Staff ultimately decided to remove the contaminated soil themselves and went to the site, according to the report. That’s when the person who allegedly dumped it there called the mayor.

The Integrity Commissioner said Mayor Groves then called bylaw staff, who told him their instructions were clear: “cleanup activities must be stopped.”

PKBNEWS reached out to Groves for comment on the integrity commissioner’s report, asking if it had an impact on his ability to lead the city’s fight against illegal trucking.

No response was received in time for publication.

The integrity commissioner said Groves “denied ‘directing’ staff, but instead said she directed staff to stop taking enforcement action while constituents ‘worked with’ various departments of the city.

A second image showing trucks parked in Caledon. This is a general image and not specific to the operations mentioned in the story.


Fears of criminal links

Some local residents fear illegal trucking operations in the city are part of a larger, more serious problem.

“It’s not limited to the mere presence of an illegal truck in a given location,” said Valeriani, a local resident.

She highlighted a recent police investigation on Torbram Road in the city, where police discovered allegedly stolen vehicles worth $100,000.

Officers said that in early November, an investigation led them to a “rural address” in Caledon, where a Toyota Highlander and a trailer with two 2023 Sea Doos were discovered.

Two men have been charged by police in connection with the incident.

“We are a dumping ground for criminal organizations,” Valeriani said.

“They are called organized crime units. Anyone who works in policing, regulation and security knows this. This is a huge problem.”

The Town of Caledon said it does not monitor illegal activities beyond misuse of land in the town when businesses violate land use policies.

“In cases where we suspect other issues on the property, we alert the local Ontario Provincial Police,” the city spokesperson said.

Peel Regional Police, which operate in Mississauga and Brampton, said its commercial vehicle crime unit is aware that “trucking companies involved in criminal activity have some form of legitimacy to mask this.” what they do.”

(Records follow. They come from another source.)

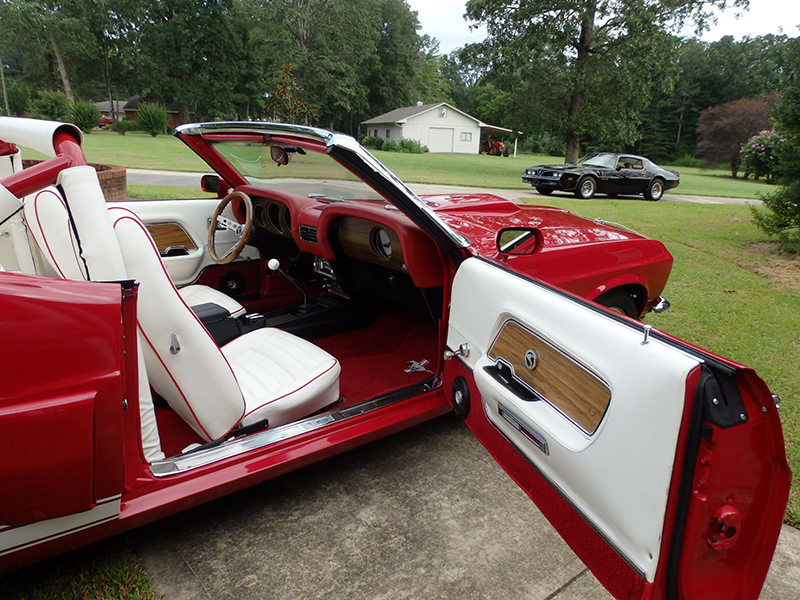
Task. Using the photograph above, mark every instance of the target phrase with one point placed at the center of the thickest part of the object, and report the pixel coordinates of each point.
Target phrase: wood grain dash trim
(170, 234)
(562, 381)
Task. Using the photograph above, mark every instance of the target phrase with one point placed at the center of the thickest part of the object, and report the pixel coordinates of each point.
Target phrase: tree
(287, 102)
(588, 65)
(197, 53)
(725, 128)
(782, 217)
(152, 118)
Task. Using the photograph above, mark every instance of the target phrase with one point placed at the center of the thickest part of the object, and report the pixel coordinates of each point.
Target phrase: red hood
(480, 216)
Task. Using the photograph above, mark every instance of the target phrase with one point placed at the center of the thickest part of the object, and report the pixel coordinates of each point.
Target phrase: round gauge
(260, 214)
(381, 243)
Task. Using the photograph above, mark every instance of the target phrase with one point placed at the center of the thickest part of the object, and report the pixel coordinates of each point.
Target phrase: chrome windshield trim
(337, 140)
(187, 461)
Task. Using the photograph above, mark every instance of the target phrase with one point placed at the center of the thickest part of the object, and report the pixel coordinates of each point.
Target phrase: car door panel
(60, 437)
(174, 223)
(613, 463)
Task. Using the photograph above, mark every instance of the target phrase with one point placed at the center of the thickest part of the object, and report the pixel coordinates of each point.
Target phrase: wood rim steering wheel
(242, 230)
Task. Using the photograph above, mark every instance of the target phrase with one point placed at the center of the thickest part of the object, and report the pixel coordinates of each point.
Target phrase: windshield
(306, 172)
(599, 160)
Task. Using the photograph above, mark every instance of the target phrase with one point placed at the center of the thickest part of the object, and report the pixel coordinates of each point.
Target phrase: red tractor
(494, 148)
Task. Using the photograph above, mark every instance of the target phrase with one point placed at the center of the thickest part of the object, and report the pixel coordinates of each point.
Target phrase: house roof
(401, 116)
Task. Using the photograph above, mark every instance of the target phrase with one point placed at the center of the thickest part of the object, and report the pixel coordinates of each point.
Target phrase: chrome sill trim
(560, 491)
(182, 463)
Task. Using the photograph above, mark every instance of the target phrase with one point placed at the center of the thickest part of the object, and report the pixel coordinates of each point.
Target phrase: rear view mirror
(279, 155)
(210, 183)
(518, 240)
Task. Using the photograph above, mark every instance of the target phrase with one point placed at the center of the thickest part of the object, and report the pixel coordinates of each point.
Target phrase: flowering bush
(761, 154)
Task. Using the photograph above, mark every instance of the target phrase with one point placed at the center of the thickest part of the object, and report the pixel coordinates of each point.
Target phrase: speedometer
(381, 243)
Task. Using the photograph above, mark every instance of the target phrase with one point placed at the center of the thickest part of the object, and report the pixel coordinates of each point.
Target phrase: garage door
(440, 140)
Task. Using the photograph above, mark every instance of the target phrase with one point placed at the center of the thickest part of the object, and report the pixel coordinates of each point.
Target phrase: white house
(440, 127)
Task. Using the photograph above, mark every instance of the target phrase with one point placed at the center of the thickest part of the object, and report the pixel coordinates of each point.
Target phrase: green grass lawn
(719, 301)
(140, 151)
(725, 296)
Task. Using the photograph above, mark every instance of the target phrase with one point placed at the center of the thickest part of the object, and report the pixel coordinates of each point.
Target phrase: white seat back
(82, 257)
(184, 364)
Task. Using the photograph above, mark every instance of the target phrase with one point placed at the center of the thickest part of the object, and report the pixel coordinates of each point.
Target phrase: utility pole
(3, 80)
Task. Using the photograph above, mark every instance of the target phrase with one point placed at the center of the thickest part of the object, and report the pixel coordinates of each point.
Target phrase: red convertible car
(159, 354)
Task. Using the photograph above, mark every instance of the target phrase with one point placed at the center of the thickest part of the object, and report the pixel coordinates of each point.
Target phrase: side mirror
(210, 183)
(518, 240)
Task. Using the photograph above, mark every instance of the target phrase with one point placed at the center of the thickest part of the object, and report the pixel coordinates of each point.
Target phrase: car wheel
(654, 191)
(619, 301)
(587, 186)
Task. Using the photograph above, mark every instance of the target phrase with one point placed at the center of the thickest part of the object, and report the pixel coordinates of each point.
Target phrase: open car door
(663, 467)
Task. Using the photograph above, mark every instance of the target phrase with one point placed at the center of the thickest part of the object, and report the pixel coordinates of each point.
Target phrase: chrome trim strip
(237, 446)
(612, 544)
(13, 539)
(535, 438)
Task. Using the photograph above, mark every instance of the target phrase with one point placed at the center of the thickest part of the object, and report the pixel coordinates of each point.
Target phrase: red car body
(672, 485)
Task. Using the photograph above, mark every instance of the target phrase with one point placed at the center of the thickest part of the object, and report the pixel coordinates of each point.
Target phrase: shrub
(412, 147)
(51, 106)
(124, 125)
(85, 115)
(688, 160)
(152, 118)
(19, 98)
(761, 155)
(371, 142)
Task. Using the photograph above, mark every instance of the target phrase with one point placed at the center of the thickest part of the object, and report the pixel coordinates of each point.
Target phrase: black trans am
(604, 173)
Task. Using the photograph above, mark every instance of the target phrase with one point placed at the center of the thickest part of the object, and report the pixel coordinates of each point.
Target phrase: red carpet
(374, 359)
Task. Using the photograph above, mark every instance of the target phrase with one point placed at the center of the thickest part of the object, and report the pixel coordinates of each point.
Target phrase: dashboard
(345, 231)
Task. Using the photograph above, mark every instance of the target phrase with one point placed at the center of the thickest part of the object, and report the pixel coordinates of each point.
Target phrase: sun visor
(35, 134)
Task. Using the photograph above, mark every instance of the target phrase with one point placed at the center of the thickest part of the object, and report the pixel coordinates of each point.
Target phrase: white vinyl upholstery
(85, 198)
(264, 374)
(49, 224)
(195, 295)
(283, 378)
(15, 250)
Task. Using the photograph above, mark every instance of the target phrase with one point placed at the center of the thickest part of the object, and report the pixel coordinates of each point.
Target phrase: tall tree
(782, 217)
(589, 65)
(196, 53)
(42, 31)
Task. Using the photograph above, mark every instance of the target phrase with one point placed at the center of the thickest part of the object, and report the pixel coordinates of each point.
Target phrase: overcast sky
(444, 20)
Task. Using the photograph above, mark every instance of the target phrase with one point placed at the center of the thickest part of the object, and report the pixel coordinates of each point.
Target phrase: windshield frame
(342, 148)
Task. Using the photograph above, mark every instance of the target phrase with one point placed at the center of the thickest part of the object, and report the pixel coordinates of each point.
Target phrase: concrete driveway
(424, 514)
(192, 180)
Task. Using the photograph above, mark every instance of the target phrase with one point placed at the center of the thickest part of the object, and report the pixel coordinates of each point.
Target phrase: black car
(604, 173)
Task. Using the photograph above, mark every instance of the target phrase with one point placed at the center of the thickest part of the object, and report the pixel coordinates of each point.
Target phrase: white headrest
(36, 134)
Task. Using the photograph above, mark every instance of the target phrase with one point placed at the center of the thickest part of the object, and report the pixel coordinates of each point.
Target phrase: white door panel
(193, 216)
(617, 477)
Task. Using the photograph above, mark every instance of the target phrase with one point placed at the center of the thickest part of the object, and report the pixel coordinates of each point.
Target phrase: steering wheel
(242, 230)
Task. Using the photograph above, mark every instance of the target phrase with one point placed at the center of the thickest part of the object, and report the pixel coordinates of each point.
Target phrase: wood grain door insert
(168, 235)
(578, 393)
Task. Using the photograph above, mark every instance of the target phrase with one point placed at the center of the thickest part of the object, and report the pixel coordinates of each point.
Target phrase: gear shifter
(275, 265)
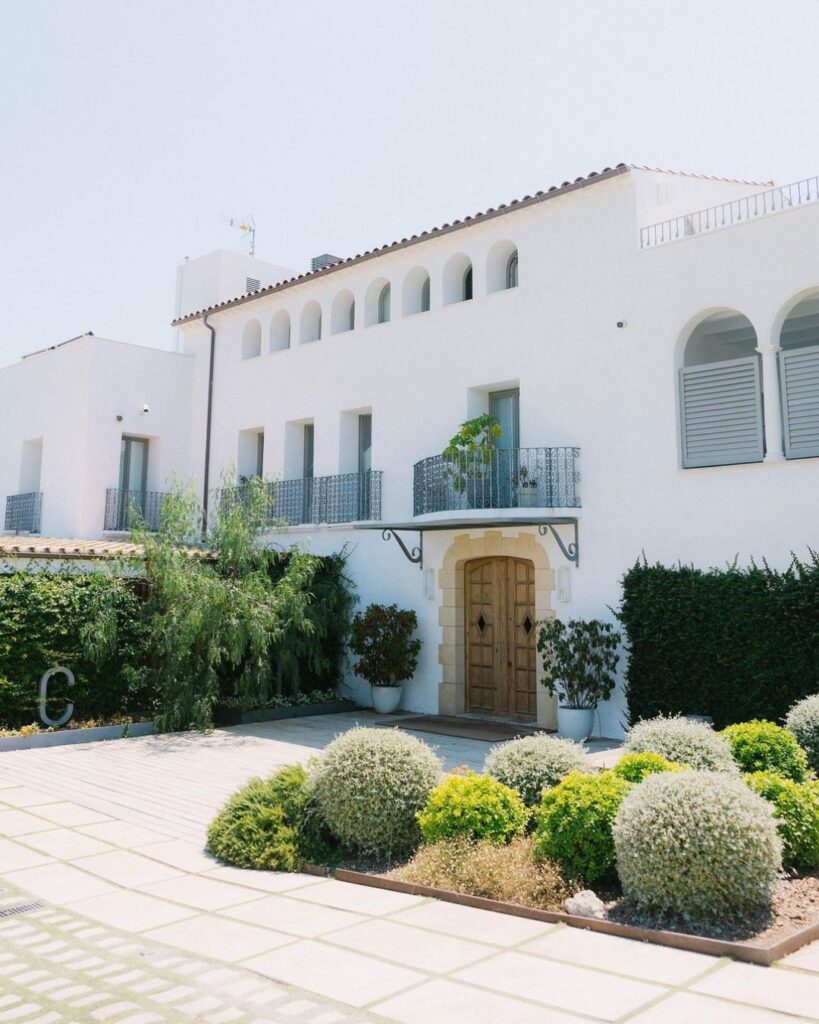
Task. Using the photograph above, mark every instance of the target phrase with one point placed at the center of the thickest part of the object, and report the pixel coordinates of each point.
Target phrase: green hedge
(48, 620)
(736, 643)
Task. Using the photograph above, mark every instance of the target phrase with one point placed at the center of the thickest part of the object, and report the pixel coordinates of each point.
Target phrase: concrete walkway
(138, 925)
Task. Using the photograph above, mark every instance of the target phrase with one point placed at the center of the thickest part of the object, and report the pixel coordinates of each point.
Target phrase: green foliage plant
(803, 721)
(766, 747)
(383, 637)
(732, 643)
(635, 767)
(796, 808)
(473, 807)
(578, 658)
(697, 845)
(370, 785)
(679, 739)
(531, 764)
(269, 824)
(574, 824)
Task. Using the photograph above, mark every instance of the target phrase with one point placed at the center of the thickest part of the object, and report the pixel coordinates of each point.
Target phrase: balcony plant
(578, 658)
(383, 637)
(469, 459)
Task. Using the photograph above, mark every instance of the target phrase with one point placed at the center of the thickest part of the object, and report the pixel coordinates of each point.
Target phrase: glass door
(133, 479)
(505, 406)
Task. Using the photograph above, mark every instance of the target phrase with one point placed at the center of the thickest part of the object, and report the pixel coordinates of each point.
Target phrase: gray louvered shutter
(799, 377)
(721, 404)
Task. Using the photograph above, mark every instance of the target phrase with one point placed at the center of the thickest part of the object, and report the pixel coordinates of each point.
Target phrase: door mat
(465, 728)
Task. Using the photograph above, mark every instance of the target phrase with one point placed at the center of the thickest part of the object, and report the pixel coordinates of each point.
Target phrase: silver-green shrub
(534, 763)
(369, 786)
(698, 845)
(692, 743)
(803, 721)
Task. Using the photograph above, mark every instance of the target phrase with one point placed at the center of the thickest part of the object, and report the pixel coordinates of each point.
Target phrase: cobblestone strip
(57, 968)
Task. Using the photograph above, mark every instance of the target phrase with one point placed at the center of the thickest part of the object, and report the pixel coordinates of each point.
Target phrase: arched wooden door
(500, 641)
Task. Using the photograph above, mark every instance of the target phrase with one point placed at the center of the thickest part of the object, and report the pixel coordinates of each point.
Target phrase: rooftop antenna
(248, 227)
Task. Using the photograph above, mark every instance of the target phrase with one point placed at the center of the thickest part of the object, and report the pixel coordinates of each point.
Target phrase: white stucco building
(649, 341)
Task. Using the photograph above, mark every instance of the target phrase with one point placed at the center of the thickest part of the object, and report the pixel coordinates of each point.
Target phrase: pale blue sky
(129, 127)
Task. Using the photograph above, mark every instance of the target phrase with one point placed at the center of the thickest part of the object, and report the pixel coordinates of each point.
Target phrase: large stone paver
(141, 926)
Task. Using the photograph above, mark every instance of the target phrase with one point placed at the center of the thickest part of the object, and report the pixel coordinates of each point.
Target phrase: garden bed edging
(763, 955)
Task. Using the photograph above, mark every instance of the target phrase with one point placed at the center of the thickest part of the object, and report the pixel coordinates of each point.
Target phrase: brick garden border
(764, 955)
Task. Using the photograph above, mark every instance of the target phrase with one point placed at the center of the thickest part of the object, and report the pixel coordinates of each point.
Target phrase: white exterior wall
(584, 382)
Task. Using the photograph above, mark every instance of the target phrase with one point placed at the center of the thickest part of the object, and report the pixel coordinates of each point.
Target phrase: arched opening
(721, 393)
(377, 302)
(343, 315)
(458, 280)
(279, 331)
(310, 329)
(252, 340)
(799, 376)
(416, 292)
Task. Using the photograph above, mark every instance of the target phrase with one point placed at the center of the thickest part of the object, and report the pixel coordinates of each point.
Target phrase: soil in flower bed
(795, 905)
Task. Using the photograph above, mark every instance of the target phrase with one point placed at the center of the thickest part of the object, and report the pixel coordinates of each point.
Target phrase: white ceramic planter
(575, 723)
(386, 698)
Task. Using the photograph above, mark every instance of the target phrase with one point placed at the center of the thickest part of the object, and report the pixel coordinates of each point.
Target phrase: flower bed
(694, 839)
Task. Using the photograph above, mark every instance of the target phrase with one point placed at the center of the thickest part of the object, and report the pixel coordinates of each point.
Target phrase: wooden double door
(501, 636)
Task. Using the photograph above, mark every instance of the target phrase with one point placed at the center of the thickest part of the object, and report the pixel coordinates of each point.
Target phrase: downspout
(206, 475)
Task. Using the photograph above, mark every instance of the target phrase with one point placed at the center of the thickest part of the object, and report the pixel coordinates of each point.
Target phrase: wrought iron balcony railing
(503, 478)
(129, 509)
(23, 512)
(347, 498)
(726, 214)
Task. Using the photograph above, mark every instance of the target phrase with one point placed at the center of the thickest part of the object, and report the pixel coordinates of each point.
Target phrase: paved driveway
(134, 923)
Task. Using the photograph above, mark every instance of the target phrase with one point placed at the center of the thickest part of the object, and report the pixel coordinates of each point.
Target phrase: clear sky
(128, 128)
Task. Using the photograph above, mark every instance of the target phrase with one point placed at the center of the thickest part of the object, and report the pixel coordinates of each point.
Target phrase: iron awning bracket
(415, 555)
(572, 551)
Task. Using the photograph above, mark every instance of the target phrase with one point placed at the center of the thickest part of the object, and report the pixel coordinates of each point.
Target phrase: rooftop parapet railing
(502, 478)
(23, 512)
(714, 218)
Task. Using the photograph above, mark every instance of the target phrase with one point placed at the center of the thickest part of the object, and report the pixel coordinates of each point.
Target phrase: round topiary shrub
(370, 784)
(267, 824)
(473, 807)
(803, 721)
(574, 824)
(686, 742)
(760, 745)
(796, 809)
(635, 767)
(698, 845)
(534, 763)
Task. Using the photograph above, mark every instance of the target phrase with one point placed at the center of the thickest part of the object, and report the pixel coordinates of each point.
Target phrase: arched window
(310, 323)
(458, 280)
(721, 393)
(279, 331)
(416, 292)
(502, 266)
(799, 374)
(252, 340)
(512, 270)
(384, 304)
(343, 317)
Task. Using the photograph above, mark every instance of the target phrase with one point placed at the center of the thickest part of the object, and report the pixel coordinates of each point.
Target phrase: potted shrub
(527, 488)
(383, 637)
(470, 457)
(578, 657)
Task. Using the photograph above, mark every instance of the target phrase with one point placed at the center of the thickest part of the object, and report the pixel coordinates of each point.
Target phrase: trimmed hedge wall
(736, 643)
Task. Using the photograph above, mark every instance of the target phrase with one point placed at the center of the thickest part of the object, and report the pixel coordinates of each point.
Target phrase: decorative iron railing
(23, 512)
(347, 498)
(714, 218)
(129, 509)
(502, 478)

Peel police said they are aware of “some businesses” involved in organized crime.

“We are constantly cooperating with our partner agencies on these matters,” Peel Police said.

Neither the OPP nor Peel Regional Police have indicated whether officers are investigating links between illegal trucking and the shooting in Caledon Monday evening.

Fatima Ahmad, another resident who also spoke at a recent council meeting, said she feared for local residents.

“Our community deserves to thrive in a safe, clean and legal environment,” she said.